Do we need to add basic simplify / constant folding for SDAG ?
freeze ( Constant ) --> Constant

aqjune marked an inline comment as done.Mar 23 2020, 5:10 PM
aqjune added inline comments.
llvm/test/CodeGen/X86/freeze-legalize.ll
9–13

Yes, I agree it will be great. Do you want to make this patch contain the change as well?

aqjune marked an inline comment as done.Mar 24 2020, 5:45 AM
aqjune added inline comments.
llvm/test/CodeGen/X86/freeze-legalize.ll
9–13

Or I can land this first, and add the simplify / constant folding for SDAG.
I prefer incrementally making things because this patch itself is a big change.

spatel added inline comments.Mar 24 2020, 6:10 AM
llvm/test/CodeGen/X86/freeze-legalize.ll
9–13

I prefer smaller patches too. Let's make that a follow-up.

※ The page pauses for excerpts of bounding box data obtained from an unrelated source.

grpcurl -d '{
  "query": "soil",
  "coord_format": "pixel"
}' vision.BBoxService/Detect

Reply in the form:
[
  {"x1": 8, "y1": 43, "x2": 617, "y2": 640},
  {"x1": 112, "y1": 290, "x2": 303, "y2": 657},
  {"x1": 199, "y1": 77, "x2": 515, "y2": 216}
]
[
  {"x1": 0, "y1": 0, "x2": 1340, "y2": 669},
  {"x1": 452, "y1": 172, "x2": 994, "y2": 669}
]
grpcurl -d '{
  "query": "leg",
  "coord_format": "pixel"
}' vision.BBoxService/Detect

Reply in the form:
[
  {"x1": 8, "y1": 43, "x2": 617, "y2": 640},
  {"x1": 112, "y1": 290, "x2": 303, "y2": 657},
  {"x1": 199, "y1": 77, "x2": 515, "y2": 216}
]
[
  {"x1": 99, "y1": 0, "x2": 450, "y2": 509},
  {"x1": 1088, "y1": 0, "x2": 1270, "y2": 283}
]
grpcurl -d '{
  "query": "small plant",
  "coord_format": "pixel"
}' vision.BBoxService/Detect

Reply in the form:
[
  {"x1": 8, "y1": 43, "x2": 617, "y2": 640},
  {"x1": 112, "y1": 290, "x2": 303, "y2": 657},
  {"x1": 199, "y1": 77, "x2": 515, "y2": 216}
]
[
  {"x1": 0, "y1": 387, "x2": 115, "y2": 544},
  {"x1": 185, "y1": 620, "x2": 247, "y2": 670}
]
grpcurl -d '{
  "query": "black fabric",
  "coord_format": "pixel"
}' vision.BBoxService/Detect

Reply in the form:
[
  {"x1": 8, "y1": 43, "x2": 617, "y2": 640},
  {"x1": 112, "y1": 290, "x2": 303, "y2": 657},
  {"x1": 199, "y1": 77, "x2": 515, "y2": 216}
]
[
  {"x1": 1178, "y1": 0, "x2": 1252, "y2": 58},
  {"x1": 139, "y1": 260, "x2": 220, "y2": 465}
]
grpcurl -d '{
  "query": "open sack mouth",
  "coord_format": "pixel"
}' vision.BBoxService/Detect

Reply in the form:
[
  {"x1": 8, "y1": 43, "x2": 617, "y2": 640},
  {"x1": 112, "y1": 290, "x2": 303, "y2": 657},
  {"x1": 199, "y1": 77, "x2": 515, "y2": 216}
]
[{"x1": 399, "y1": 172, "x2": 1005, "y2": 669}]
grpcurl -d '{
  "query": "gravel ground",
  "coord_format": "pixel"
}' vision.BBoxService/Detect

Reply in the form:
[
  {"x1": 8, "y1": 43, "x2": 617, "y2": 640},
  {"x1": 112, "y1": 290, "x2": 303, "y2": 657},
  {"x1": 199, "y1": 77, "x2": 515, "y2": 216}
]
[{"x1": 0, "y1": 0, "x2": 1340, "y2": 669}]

Is it correct that there is very little chance that this patch will create a visible performance regression (because there should be almost no freeze instruction creation in IR yet)?

aqjune marked an inline comment as done.Mar 24 2020, 6:56 AM
aqjune added inline comments.
llvm/test/CodeGen/X86/freeze-legalize.ll
9–13

Yes, it is.
Currently there is only one place where freeze is introduced - https://reviews.llvm.org/D76179
I checked that from assembly outputs of LLVM test-suite , only 3 / 5239 files are affected by this patch.

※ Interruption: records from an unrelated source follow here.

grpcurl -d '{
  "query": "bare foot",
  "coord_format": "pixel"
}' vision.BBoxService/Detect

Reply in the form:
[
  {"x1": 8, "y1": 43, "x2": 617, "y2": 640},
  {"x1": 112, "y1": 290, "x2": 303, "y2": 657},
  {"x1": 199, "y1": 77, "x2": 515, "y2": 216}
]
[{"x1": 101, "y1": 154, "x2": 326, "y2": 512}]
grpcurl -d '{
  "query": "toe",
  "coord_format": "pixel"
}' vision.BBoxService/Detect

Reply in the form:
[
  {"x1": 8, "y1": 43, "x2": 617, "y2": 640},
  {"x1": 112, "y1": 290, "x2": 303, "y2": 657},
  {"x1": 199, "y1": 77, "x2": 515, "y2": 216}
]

This revision was automatically updated to reflect the committed changes.
spatel added inline comments.Mar 24 2020, 7:37 AM
llvm/test/CodeGen/X86/freeze-legalize.ll
9–13

That sounds good then. But can we avoid those 3 regressions cases before or within this patch? Ideally, we don't want to knowingly regress anything.

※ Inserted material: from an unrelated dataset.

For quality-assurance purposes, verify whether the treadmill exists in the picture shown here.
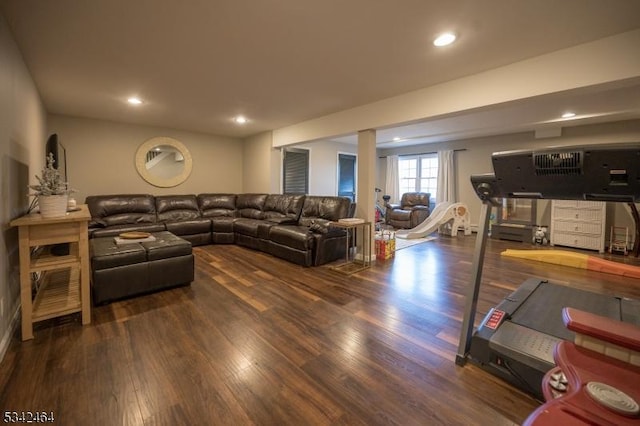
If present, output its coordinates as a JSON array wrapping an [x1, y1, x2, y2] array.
[[456, 143, 640, 401]]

aqjune marked an inline comment as done.Mar 24 2020, 8:22 AM
aqjune added inline comments.
llvm/test/CodeGen/X86/freeze-legalize.ll
9–13

Among 3 files, two were simple regressions that had a bit more verbose assembly:

...
sete  %al    
orb %bpl, %al
jne .LBB9_1  
=>
...
sete  %al    
orb %bpl, %al
testb $1, %al
jne .LBB9_1
...
testb $1, %al
je  .LBB0_2  
=>
...
movl  %eax, %ecx 
andl  $1, %ecx   
je  .LBB0_2

Case 3's assembly diff was bigger, so needs inspection. I can visit it after the simpler two cases are resolved.

@aqjune

@bkramer committed a fix for a crash in LegalizeFloatTypes where this operator appeared in SoftPromoteHalfResult

Our downstream ARM compiler is crashing in regressions in a similar manner in SoftenFloatResult in the same file. Is it not conceivable that ISD::FREEZE might make it to this function? If that's the case, we can look into it and start up a new review if necessary. The test causing this crash is select-cc.ll.

@aqjune

@bkramer committed a fix for a crash in LegalizeFloatTypes where this operator appeared in SoftPromoteHalfResult

Our downstream ARM compiler is crashing in regressions in a similar manner in SoftenFloatResult in the same file. Is it not conceivable that ISD::FREEZE might make it to this function? If that's the case, we can look into it and start up a new review if necessary. The test causing this crash is select-cc.ll.

Hi, I saw @bkramer 's fix too (commit id 0019c2f194a5e1f4cd65c5284e204328cc40ab3d ), and I think it is a valid fix. Similar thing can be applied to the SoftenFloatResult function. I'll make a patch for this.